We don’t yet know if Asperger syndrome is genetically identical or distinct from classic autism, but surely it makes scientific sense to wait until these two subgroups have been thoroughly tested before lumping them together in the diagnostic manual. I am the first to agree with the concept of an autistic spectrum, but there may be important differences between subgroups that the psychiatric association should not blur too hastily.
Yes, there may be important differences between subgroups (even if, for the sake of argument, you accept the existence of an overriding condition rather than a flotilla of quite different conditions sharing common symptoms) but in order to make the point you're actually making you surely have to make some attempt to demonstrate that Asbergers is in fact in some way a distinct subgroup rather than a point on a spectrum. I myself abominate the notion of a spectrum, which in practice reduces to the good oldfashioned ladder of creation from the stupid to the like us, I prefer to place cases in n-dimensional space and look for groupings, but SBC doesn't, so where's the Asbergers distinction?
My colleagues and I recently published the first candidate gene study of Asperger syndrome, which identified 14 genes associated with the condition.
Horse feathers. The study compared a normal population with an Asberger population, on a number of autistic traits, which means that any associations (described as 'above chance', which doesn't sound as if they're particularly strong) could just be with autism spectrum disorder, not Asberger's specifically. Not even close.
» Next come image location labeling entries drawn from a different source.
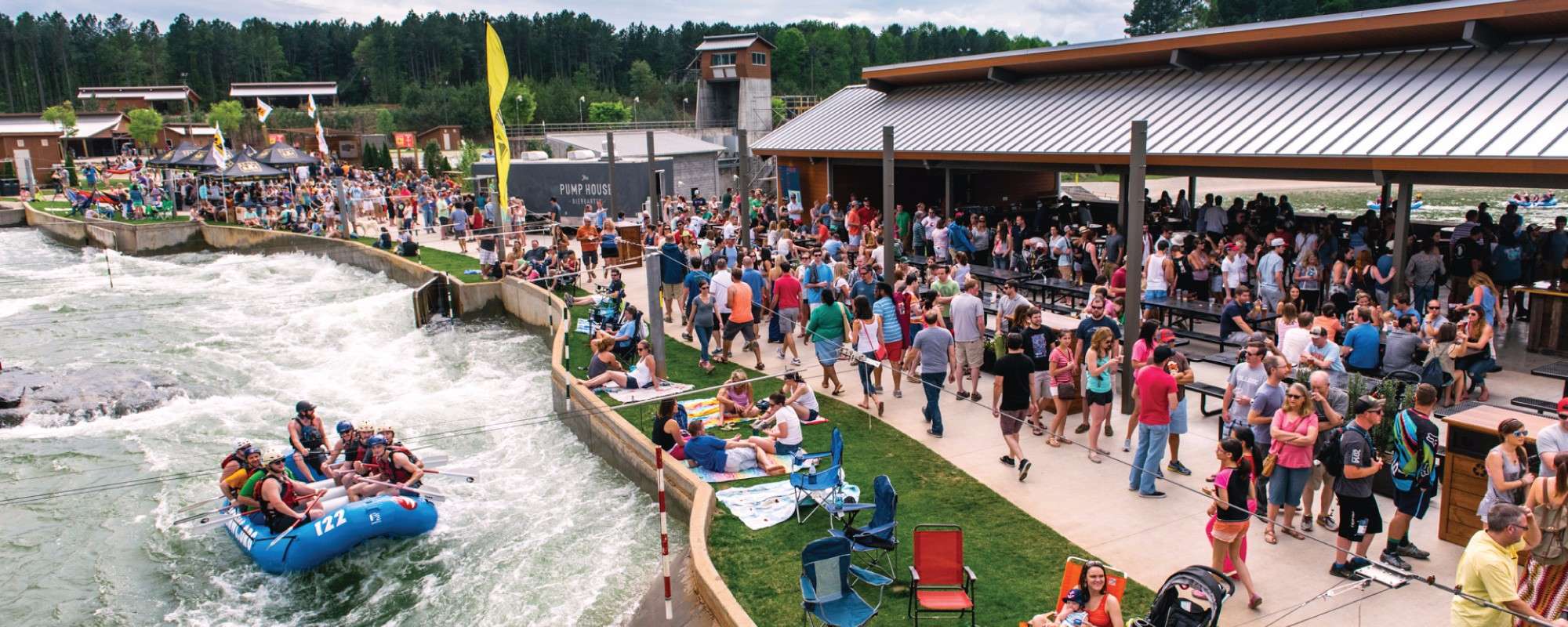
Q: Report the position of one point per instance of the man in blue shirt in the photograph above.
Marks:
(1362, 344)
(717, 455)
(672, 272)
(753, 278)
Joke in headline - hat tip to S. J. Perelman.

1 comment:

Adelaide Dupont said...

"Is Baron-Cohen prepared to face a situation where 30% of the population show the diagnostic markers but only 0.5% show symptoms?"
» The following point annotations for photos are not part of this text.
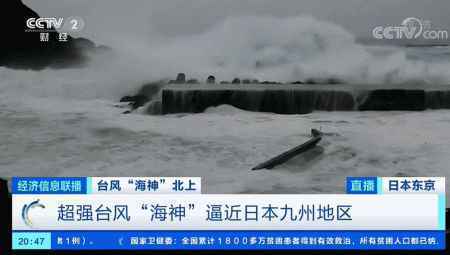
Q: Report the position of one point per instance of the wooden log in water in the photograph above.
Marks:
(285, 156)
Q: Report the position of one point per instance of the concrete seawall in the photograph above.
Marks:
(302, 99)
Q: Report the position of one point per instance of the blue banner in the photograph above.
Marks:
(237, 240)
(49, 185)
He's supported studies which have at least three times the latter, and so have the Americans.

And how pie-in-the-sky is that 30%? It does sound sort of right, either way (with a swing of perhaps 5%).

And about 10 years ago, at least 2 genes were identified. (Jochaim Hallmayer, if you remember him).

I thought some theories had the separation of intelligence and language as a salient feature of pervasive developmental conditions.